Ne yazık ki, epeyi bir süre daha çözümsüz kalacak. Kalması gerekiyor. Eğer kadının karnındaki çocuk beş aylıksa, kadını illa doğuma zorlamanın bir anlamı ve mantığı yok. Beş aylık çocuğun yaşama ihtimali yüzde bir bile değil. Çocuk gürbüzleşsin, vakti gelsin...

Türkiye ve Kürtler çözüme hazır değil demiştik. Geçekten hazır değil. Herhangi bir Kürt siyasetçi, örneğin Ahmet Türk, Türkiye’nin yetmiş iline giriş yapamaz. Polis korumasında bile giriş yapamaz... Hele bu koşullarda...

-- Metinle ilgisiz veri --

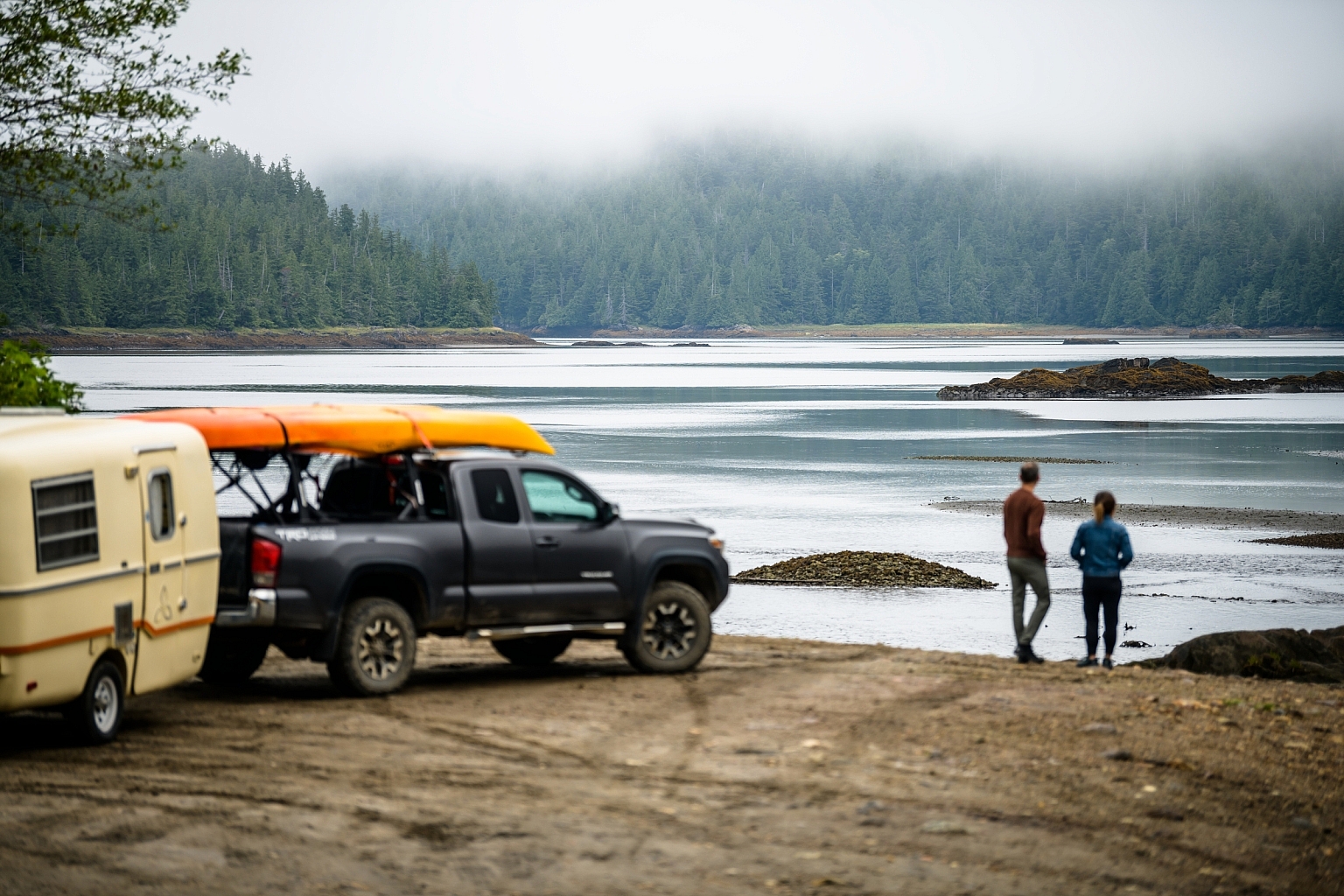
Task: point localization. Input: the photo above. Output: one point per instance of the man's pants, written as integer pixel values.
(1028, 571)
(1101, 592)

O zaman Türkiye’nin Kürt sorununu çözmeye hazır olduğu nereden çıkarılıyor!

PKK kendi durumuna ve sıkışıklığına göre Türk devletine rağmen bazı adımlar atabilir. Bu adımları atacağı zaman, Türk yönetimi dışındaki bir çok devletten destek de görebilir. Atacağı adımlar, Kürdistan coğrafyasını Türk savaş uçaklarının atış poligonu olmaktan çıkara da bilir.

Bunları söylerken, Kürt halkının ve PKK’nin savunmasız kalmasını önermiyorum. Kendisine ve Kürt halkına yönelik saldırıları karşılayacak çok farklı olanaklara sahiptir PKK. Şehir örgütlerine ve milislere sahiptir...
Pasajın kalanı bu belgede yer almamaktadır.